Peloton made its market debut this week, opening on the NASDAQ at $27, which was below its IPO pricing of $29 per share. The firm’s shares closed down over 11% on its first day of trading, giving it a market cap of $7.2 billion. Shares are down roughly 4.3% in morning trading Friday.
The digital fitness company’s less than spectacular IPO comes after many private market “unicorns” struggled in their debut. Unicorn companies have a deal or offering size of more than $1 billion. The digital fitness company is trying to adapt traditional workouts with the modern-day digital world. Will they bounce back from this shaky start or will they suffer the same prolonged losses that other 2019 unicorn firms have experienced?
Tough Year for Unicorns
Just this week, We Work had to postpone their potential IPO after their biggest investor, SoftBank (SFTBY - Free Report) , lobbied for CEO Adam Neumann to resign after speculation arose about the company’s corporate governance. Other unicorn startups like online pet supply retailer Chewy (CHWY - Free Report) and team communication tool Slack (WORK - Free Report) have struggled since their IPOs; the stocks are down 25.6% and 41.9%, respectively. Earlier this month, online dentistry company Smile Direct Club (SDC - Free Report) sunk 28% in its first day on Wall Street, making it the worst market debut for a unicorn startup this year.
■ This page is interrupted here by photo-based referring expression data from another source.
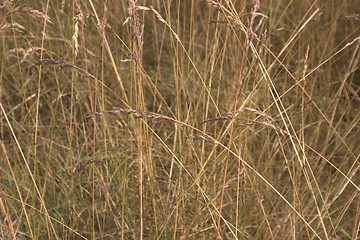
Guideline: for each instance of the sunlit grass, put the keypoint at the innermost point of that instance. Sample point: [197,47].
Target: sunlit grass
[179,120]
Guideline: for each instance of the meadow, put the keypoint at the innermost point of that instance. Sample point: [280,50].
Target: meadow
[188,119]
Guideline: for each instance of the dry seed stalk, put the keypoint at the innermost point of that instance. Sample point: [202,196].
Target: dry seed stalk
[138,30]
Investors have been wary of diving into unicorn startups this year as issues with things from company fundamentals to corporate governance have all been headwinds for these young companies looking to make their mark on Wall Street. Ride sharing companies Uber (UBER - Free Report) and Lyft (LYFT - Free Report) have both also fallen significantly since their IPO.
Kathleen Smith, who manages IPO-focused exchange-traded funds for Renaissance Capital, stated, ″Investors are taking recent losses in IPOs — and investors are fleeing for safety in larger caps and Treasuries.” Wall Street hasn’t taken too kindly to this year’s unicorn startups as many of them seem unproven and with many gauging an incoming recession, it’s no surprise so many market debuts have gone awry.
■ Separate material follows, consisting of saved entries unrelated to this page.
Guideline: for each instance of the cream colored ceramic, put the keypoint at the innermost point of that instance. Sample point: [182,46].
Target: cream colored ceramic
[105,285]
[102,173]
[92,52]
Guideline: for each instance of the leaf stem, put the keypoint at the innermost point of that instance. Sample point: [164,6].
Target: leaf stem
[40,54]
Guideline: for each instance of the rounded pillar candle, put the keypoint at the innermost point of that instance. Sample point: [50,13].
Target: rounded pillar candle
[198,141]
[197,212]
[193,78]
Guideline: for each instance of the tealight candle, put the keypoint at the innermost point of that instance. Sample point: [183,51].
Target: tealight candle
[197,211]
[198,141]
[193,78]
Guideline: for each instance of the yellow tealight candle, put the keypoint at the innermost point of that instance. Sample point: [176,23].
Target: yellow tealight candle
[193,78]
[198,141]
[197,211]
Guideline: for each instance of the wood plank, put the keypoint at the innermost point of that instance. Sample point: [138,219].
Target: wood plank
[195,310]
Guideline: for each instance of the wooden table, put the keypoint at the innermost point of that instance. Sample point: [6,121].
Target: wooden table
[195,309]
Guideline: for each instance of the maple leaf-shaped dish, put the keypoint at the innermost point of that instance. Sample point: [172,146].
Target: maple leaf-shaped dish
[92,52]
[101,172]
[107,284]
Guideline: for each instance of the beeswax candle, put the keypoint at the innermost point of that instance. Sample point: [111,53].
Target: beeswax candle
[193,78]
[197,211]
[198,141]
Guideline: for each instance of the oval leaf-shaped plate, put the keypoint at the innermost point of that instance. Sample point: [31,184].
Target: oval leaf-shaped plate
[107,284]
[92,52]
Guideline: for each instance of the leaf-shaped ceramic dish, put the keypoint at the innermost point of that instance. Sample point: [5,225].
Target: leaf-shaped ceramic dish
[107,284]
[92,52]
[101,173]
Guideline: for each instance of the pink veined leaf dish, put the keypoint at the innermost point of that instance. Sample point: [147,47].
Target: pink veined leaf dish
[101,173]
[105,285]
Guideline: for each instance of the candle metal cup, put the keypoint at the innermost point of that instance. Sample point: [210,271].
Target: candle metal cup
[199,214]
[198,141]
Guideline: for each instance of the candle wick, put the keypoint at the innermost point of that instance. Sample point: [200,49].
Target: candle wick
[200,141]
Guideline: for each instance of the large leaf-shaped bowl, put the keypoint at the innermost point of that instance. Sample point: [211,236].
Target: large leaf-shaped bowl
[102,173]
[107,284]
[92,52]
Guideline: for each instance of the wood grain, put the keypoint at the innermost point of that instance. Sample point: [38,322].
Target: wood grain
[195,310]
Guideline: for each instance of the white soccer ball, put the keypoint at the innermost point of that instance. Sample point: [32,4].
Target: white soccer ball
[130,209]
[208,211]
Can They Emerge from the Rubble?
Peloton is the first company to make cycles and treadmills equipped with screens for users to join live or previously recorded fitness classes remotely. Over the course of its inception, the company has attracted a loyal and avid following of users who stream classes from their respective homes, offices, and hotels.
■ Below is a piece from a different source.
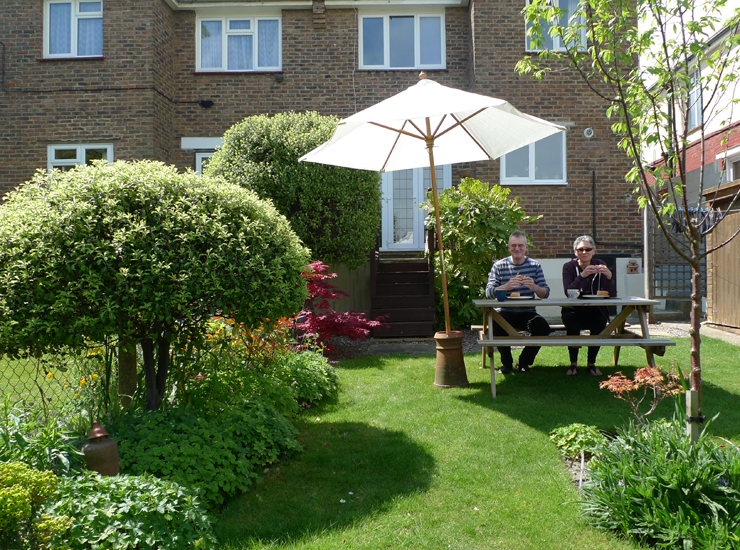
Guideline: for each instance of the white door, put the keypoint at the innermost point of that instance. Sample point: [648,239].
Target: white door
[403,192]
The remote fitness company boasts 1.4 million members, which they define as individuals with a Peloton account. Peloton’s stationary bike runs for about $2000 and its treadmill costs over $4000. While the hefty retail prices of their two main products help them command strong margins, it does bring up the question of how the company would perform in an economic downturn when consumers don’t have $2000+ to shell out for exercise equipment.
To adress these speculations, Peloton designed an app that doesn’t require equipment and costs users less than $20 a month. Peloton started offering these digital memberships last year for $19.49 per month. The company doesn’t want to just be known for their pricey home exercise equipment, but they want their brand name to be synonymous with fitness. The company now has roughly 102,000 digital subscribers who can stream yoga, meditation, bootcamp, running, and walking classes.
The digital subscription service’s growing membership has driven net sales to surge 110% Y/Y to $915 million in fiscal 2019. However, sales growth came with an increase in net losses as well; net loss widened to $245.7 million from its $47.9 million in the prior year. The company is also facing litigation from 10 music publishers and artistic groups for using 2,200 songs without licensing even one.
Peloton has its work cut out for them as investors are not looking to jump on unicorn bandwagons lately. Peloton has to show investors something that they haven’t seen in the unicorns that went public before them. The litigation it faces from the music companies also should be resolved before investors can figure out where the company might be headed.
The firm must also demonstrate that they are capable of mitigating macroeconomic headwinds if they want to take the next step. There’s no denying that the company’s business model is unique and the fitness industry hasn’t seen anything like Peloton, which makes them an interesting company that investors should keep tabs on.